The incidence of DGE is clearly increased in patients with preoperative duodenal obstruction, in whom it reaches almost 50% 8,17; such patients should receive preoperative nasogastric decompression. However, several authors have reported DGE after prophylactic conventional GE, with an incidence of roughly 15% 5,10,17. The presumed cause of DGE in irresectable pancreatic cancer is tumour involvement of the coeliac axis with interruption to splanchnic innervation and consequent motility disorders 9,21.
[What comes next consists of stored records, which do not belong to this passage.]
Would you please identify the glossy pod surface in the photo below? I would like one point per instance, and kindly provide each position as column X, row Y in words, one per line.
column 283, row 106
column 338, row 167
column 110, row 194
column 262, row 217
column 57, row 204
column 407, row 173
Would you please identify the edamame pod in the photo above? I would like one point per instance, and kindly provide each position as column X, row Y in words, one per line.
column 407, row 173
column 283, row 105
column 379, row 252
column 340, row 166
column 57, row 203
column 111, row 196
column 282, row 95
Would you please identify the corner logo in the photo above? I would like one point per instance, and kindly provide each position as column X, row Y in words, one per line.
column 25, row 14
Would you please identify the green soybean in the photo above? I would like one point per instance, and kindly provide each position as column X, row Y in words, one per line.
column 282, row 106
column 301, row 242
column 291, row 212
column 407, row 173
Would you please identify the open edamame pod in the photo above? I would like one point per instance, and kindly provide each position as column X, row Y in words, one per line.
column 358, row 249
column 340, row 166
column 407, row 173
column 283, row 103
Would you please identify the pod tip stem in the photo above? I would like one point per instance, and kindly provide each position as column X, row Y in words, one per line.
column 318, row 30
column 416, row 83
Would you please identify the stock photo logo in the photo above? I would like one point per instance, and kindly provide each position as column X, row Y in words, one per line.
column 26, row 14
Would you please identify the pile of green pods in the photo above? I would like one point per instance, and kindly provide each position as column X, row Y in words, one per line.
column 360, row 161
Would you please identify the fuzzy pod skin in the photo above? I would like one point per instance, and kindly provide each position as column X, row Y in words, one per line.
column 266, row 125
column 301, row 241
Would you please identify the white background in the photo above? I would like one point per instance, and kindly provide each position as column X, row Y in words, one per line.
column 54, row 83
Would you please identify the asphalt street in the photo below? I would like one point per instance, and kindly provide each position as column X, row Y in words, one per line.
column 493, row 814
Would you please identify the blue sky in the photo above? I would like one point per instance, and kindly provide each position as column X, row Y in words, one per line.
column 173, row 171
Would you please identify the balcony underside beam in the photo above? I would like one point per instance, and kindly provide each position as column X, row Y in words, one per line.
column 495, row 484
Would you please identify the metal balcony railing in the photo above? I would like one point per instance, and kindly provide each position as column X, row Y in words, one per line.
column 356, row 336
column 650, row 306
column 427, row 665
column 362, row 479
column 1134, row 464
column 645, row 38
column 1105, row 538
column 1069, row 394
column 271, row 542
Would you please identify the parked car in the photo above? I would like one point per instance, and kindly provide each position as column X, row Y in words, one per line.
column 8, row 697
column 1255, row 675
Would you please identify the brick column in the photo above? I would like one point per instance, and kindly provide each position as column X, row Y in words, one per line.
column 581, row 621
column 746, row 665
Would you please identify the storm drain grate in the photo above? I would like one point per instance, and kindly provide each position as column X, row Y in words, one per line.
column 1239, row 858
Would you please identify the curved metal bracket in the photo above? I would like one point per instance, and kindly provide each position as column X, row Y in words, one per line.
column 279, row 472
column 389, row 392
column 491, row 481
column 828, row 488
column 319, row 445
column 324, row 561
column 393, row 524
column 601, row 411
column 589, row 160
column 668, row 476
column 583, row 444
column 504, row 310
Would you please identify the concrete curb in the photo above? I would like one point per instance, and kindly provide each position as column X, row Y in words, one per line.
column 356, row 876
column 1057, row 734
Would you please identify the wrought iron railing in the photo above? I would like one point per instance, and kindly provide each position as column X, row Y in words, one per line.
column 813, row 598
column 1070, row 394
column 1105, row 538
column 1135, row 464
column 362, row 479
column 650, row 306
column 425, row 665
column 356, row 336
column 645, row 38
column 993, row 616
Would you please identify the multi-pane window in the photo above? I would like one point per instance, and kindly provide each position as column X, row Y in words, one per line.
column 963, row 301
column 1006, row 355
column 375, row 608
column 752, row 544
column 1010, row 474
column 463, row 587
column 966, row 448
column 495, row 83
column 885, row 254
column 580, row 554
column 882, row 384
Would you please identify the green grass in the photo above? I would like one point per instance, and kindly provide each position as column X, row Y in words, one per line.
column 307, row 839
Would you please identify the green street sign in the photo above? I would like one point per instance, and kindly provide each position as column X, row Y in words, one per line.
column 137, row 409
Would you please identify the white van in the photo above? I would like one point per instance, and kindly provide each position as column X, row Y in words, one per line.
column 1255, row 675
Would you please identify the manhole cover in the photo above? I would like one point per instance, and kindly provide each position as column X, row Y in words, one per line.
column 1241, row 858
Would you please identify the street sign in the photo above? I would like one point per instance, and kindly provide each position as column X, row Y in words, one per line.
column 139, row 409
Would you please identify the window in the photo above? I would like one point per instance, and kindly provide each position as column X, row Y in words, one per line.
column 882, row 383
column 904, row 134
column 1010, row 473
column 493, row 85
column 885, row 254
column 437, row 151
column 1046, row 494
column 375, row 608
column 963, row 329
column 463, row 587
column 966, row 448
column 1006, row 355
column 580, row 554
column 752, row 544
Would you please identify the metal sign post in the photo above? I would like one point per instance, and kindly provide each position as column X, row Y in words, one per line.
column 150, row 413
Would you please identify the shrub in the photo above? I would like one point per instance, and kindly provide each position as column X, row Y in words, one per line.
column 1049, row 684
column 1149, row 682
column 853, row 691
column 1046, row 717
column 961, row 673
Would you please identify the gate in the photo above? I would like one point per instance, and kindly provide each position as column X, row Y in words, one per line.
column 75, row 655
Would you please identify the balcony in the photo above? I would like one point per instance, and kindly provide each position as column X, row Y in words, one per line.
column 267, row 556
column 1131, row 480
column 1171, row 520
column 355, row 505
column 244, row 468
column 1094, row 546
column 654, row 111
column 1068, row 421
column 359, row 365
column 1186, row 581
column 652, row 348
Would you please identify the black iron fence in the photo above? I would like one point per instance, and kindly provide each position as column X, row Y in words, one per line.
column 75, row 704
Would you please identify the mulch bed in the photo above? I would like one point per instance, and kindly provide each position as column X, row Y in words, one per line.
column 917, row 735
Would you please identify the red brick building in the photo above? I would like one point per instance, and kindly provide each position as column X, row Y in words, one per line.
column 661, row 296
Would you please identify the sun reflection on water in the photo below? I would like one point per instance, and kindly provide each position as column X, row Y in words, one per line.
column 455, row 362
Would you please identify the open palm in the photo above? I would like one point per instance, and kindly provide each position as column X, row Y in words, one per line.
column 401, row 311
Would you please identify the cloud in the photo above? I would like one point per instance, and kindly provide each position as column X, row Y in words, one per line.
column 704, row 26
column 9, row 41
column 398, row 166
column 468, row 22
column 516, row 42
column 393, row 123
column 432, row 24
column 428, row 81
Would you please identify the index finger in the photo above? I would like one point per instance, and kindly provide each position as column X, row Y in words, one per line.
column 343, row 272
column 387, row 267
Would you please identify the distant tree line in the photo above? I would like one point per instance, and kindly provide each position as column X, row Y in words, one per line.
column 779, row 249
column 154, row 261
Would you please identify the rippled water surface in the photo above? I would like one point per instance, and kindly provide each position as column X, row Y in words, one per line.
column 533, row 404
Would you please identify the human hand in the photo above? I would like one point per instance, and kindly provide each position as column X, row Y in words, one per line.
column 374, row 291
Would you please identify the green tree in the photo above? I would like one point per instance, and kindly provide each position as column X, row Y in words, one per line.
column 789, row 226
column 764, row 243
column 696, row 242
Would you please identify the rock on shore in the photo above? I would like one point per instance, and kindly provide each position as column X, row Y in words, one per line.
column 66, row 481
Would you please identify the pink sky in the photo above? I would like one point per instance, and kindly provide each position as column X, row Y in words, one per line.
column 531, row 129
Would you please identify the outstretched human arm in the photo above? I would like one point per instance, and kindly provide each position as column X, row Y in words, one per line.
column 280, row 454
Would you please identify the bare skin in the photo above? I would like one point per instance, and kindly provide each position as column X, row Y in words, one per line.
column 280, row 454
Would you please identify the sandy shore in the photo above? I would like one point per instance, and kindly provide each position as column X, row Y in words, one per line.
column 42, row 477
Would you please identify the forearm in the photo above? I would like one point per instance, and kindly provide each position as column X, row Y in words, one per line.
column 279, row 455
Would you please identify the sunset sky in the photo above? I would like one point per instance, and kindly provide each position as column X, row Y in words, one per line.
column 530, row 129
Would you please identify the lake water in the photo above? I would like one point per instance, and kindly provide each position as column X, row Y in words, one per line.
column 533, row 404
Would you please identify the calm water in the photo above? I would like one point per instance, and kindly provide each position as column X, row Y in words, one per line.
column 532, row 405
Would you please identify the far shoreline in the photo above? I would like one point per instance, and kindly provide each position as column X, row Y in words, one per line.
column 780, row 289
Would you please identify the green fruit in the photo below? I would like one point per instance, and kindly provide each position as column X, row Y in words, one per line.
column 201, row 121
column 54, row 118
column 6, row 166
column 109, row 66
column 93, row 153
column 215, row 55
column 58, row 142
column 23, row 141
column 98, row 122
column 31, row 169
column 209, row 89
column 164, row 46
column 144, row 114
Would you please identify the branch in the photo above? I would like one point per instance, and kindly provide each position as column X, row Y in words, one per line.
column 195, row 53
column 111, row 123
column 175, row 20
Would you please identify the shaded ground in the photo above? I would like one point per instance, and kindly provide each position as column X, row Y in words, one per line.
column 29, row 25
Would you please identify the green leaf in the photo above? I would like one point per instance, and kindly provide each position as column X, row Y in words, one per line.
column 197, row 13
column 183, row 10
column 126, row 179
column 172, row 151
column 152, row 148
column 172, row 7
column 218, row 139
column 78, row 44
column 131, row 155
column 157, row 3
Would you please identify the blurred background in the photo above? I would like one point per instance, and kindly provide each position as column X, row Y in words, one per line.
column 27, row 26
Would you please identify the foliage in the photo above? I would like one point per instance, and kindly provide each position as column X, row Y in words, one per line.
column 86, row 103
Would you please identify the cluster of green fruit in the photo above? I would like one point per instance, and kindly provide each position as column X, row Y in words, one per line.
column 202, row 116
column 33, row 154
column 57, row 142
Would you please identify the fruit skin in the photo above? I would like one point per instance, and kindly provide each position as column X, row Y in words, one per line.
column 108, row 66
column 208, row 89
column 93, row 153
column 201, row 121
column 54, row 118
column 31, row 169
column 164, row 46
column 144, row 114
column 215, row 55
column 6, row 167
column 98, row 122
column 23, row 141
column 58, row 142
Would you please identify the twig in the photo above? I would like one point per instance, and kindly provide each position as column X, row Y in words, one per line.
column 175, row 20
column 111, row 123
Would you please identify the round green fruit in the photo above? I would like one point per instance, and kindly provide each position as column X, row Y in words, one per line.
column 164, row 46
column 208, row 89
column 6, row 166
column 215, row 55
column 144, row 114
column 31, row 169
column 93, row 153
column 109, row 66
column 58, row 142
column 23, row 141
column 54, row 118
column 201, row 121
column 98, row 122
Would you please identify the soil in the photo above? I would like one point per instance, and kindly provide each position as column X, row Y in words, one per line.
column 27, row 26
The low incidence of DGE in the present series cannot be attributed to the indication for operation, therefore. To the contrary, it may be explained on the basis of the experimental findings of Moise 13 and Cannon and Blake 14: following laparotomy, foregut motility is temporarily impaired and especially in patients with unresected cancer of the pancreas. The subsequent distension of the gastric wall is likely to narrow the conventional anastomosis, initiating a cycle of mural stretching and stenosis of the stoma. This mechanism has been confirmed in the excised stomach by distending it with water 14. Cross-section GE should interrupt this cycle since the anastomosis remains mechanically efficient while gastric motility is impaired.
In conclusion, cross-section GE should be considered as an alternative to conventional GE because it is easy to perform, free of specific complications and should result in a low incidence of DGE.